One final note about dealing with pseudoscience and waste in test utilization. These are often send out tests which are sent externally to other reference laboratories. These can be easier to deal with than standard tests because you just “No, they’re not on our send out list”. They could be CLIA laboratories that actually claim their test rule in syndromes that are not as well accepted such as, emotional problems, vaccine injuries, or dysbiosis. These maybe laboratories that advertise or claim their tests rule in syndromes where there’s no specific lab test that can diagnose the disorder, such as chronic fatigue syndrome, fibromyalgia, autism, irritable bowel syndrome, or chemical sensitivity. These tests often involve huge panels of testing which cost $1000 upward. Again, many of the results comeback positive leading to other unnecessary tests being ordered and if you look in peer-reviewed literature these tests are often not referenced in publications.
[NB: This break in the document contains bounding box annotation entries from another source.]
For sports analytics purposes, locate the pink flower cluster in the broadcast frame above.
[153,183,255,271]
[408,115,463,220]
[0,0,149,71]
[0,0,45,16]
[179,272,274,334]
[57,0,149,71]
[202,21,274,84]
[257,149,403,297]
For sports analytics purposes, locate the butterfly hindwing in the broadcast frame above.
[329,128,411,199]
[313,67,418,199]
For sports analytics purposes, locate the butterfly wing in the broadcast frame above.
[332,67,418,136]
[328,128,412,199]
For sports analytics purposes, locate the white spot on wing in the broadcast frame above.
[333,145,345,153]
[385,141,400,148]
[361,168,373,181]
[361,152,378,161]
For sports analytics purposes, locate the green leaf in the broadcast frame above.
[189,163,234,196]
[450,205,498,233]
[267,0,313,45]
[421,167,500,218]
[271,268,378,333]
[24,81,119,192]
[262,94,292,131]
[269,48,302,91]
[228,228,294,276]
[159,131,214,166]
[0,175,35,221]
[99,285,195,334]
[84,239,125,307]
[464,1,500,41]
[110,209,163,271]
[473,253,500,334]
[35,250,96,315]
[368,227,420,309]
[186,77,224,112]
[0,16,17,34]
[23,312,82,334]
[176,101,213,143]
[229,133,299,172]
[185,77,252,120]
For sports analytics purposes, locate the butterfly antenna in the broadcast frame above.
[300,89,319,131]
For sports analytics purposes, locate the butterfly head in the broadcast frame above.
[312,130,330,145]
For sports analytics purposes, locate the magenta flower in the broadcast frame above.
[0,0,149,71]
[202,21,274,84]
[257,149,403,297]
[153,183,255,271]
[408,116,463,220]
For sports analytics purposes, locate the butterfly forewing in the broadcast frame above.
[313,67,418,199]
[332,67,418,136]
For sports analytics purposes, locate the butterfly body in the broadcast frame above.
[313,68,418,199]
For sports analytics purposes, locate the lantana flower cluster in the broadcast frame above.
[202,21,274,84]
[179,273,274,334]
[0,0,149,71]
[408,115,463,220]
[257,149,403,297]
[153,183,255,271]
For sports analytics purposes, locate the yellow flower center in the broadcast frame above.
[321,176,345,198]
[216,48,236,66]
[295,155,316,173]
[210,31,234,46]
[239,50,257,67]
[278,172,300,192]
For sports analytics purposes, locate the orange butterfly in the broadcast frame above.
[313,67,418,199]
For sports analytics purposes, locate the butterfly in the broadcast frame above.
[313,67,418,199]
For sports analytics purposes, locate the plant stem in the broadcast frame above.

In dealing with these pseudoscience tests, structural interventions are the best. Having formularies or laboratories/tests on a preapproved list are effective modalities, as well as periodic education or reminders to the practice, report cards, and requiring “real time” authorization of tests before sending them out.
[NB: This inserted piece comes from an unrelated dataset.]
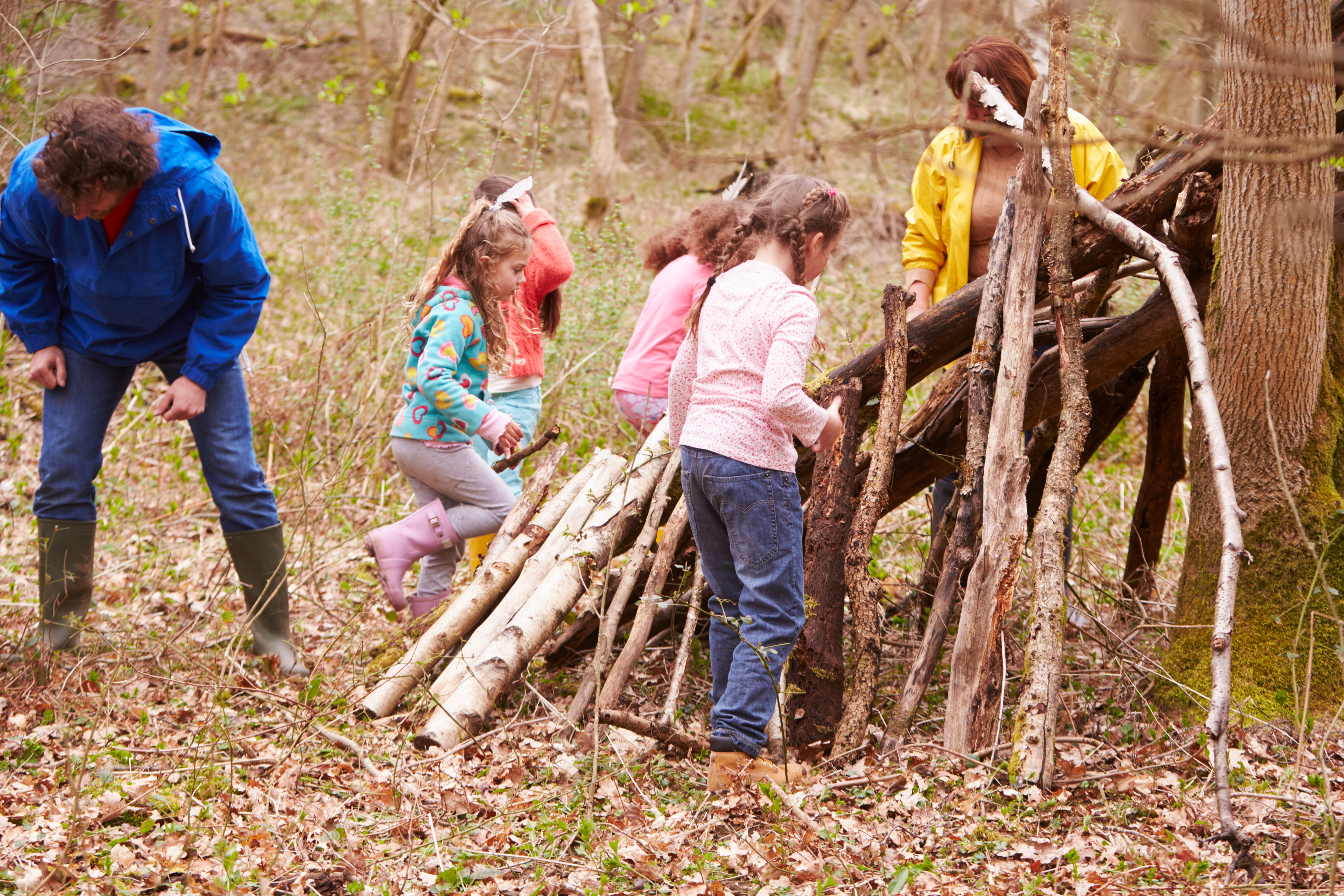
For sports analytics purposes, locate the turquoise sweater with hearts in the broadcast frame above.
[391,286,495,442]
In conclusion, chemistry tests are highly embedded within a majority of clinical practices and can often be more difficult to get a hold on when attempting to control test utilization. It may be optimal to first focus on things like immunoassays which have expensive reagents and tests which have manual handling or special processing steps like both RBC folate and ESR. Finally, formularies are a very effective modality for eliminating or reducing assays and laboratories which are questionable, often expensive, and those which have limited to no clinical utility. Finally, it is critical for us to always remember that evidence-based medicine should be complemented by evidence-based implementation.
Finally, I would like to acknowledge my colleagues within the Mayo Clinic Department of Laboratory Medicine and Pathology, many who were involved in the specific test utilization projects I mentioned.
Thank you for the opportunity to speak to you today and hopefully I have been able to discuss some specific examples related to laboratory test utilization in the clinical chemistry laboratory. In part 3 of this series, Dr. Bobbi Pritt will continue this discussion and will focus on the role of test algorithms in laboratory test utilization.